Attack Update: Feb. 13, 2006

The attack: “ That’s the argument of flexibility and it goes something like this: The Constitution is over 200 years old and societies change. It has to change with society, like a living organism, or it will become brittle and break. But you would have to be an idiot to believe that. The Constitution is not a living organism; it is a legal document. It says something and doesn’t say other things.”
— U.S. Supreme Court Justice Antonin Scalia, at a speech sponsored by the conservative Federalist Society.

Significance: Scalia is taking part in the political debate over the courts. His comment is in line with a drumbeat of right-wing attacks on so-called “judicial activists.” Scalia sets up a false dichotomy between judges like himself, who he calls “originalists,” and judges he referred to in his speech as “idiots” — judges he believes are making up the law as they go along by injecting their own personal beliefs into constitutional law.

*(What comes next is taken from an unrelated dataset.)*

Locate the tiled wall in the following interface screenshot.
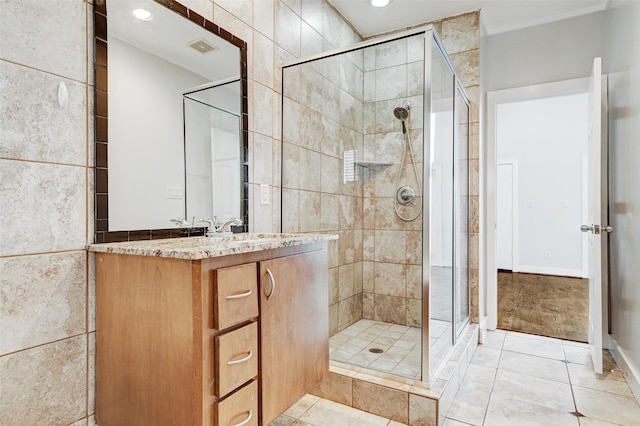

Scalia’s dichotomy depends on the flawed assumption that there is such a philosophy as objective originalism that allows judges to simply determine precisely what the Constitution’s framers meant on every constitutional question. In reality, many constitutional provisions are ambiguous and broadly phrased (for example, provisions referring to due process, equal protection under law and cruel and unusual punishment). Moreover, since the nation’s founding, highly respected jurists, including Chief Justice John Marshall, Justice William Brennan and Justice Thurgood Marshall, have viewed the Constitution as a living document that must be adapted to changing social circumstances. In Scalia’s view, apparently, these respected judges are “idiots.”